Tunnels do not only occur near death. They are also experienced in epilepsy and migraine, when falling asleep, meditating, or just relaxing, with pressure on both eyeballs, and with certain drugs, such as LSD, psilocybin, and mescaline. I have experienced them many times myself. It is as though the whole world becomes a rushing, roaring tunnel and you are flying along it toward a bright light at the end. No doubt many readers have also been there, for surveys show that about a third of people have—like this terrified man of 28 who had just had the anesthetic for a circumcision.
I seemed to be hauled at "lightning speed" in a direct line tunnel into outer space; (not a floating sensation . . .) but like a rocket at a terrific speed.
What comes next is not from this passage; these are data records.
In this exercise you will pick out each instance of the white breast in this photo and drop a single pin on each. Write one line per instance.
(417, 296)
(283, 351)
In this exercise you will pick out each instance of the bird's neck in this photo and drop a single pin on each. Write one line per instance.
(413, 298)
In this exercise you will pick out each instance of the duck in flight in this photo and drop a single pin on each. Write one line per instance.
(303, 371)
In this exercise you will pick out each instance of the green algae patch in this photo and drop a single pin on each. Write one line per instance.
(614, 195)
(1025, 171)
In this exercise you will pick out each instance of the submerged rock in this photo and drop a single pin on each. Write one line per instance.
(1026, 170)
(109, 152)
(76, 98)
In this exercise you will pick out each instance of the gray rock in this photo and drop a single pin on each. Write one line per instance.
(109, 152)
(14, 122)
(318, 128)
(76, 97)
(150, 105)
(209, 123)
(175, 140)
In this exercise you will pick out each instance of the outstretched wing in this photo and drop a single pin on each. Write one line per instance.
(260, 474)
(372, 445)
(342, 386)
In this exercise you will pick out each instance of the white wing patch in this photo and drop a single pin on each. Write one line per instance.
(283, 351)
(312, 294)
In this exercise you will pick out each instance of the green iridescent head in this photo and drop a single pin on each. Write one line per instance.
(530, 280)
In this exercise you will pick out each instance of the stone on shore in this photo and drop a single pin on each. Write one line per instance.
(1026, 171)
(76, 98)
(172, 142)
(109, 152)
I appeared to have left my body.
In the 1930s, Heinrich Klüver, at the University of Chicago, noted four form constants in hallucinations: the tunnel, the spiral, the lattice or grating, and the cobweb. Their origin probably lies in the structure of the visual cortex, the part of the brain that processes visual information. Imagine that the outside world is mapped onto the back of the eye (on the retina), and then again in the cortex. The mathematics of this mapping (at least to a reasonable approximation) is well known.
Jack Cowan, a neurobiologist at the University of Chicago, has used this mapping to account for the tunnel (Cowan 1982). Brain activity is normally kept stable by some cells inhibiting others. Disinhibition (the reduction of this inhibitory activity) produces too much activity in the brain. This can occur near death (because of lack of oxygen) or with drugs like LSD, which interfere with inhibition. Cowan uses an analogy with fluid mechanics to argue that disinhibition will induce stripes of activity that move across the cortex. Using the mapping it can easily be shown that stripes in the cortex would appear like concentric rings or spirals in the visual world. In other words, if you have stripes in the cortex you will seem to see a tunnel-like pattern of spirals or rings.
This theory is important in showing how the structure of the brain could produce the same hallucination for everyone…
Like tunnels, OBEs are not confined to near death. They too can occur when just relaxing and falling asleep, with meditation, and in epilepsy and migraine. They can also, at least by a few people, be induced at will. I have been interested in OBEs since I had a long and dramatic experience myself (Blackmore 1982a).
It is important to remember that these experiences seem quite real. People don’t describe them as dreams or fantasies but as events that actually happened. This is, I presume, why they seek explanations in terms of other bodies or other worlds.
However, we have seen how poorly the astral projection and birth theories cope with OBEs…my explanation of the OBE becomes clear. A memory model in bird’s-eye view has taken over from the sensory model. It seems perfectly real because it is the best model the system has got at the time. Indeed, it seems real for just the same reason anything ever seems real…
The experience of seeing excerpts from your life flash before you is not really as mysterious as it first seems. It has long been known that stimulation of cells in the temporal lobe of the brain can produce instant experiences that seem like the reliving of memories. Also, temporal-lobe epilepsy can produce similar experiences, and such seizures can involve other limbic structures in the brain, such as the amygdala and hippocampus, which are also associated with memory.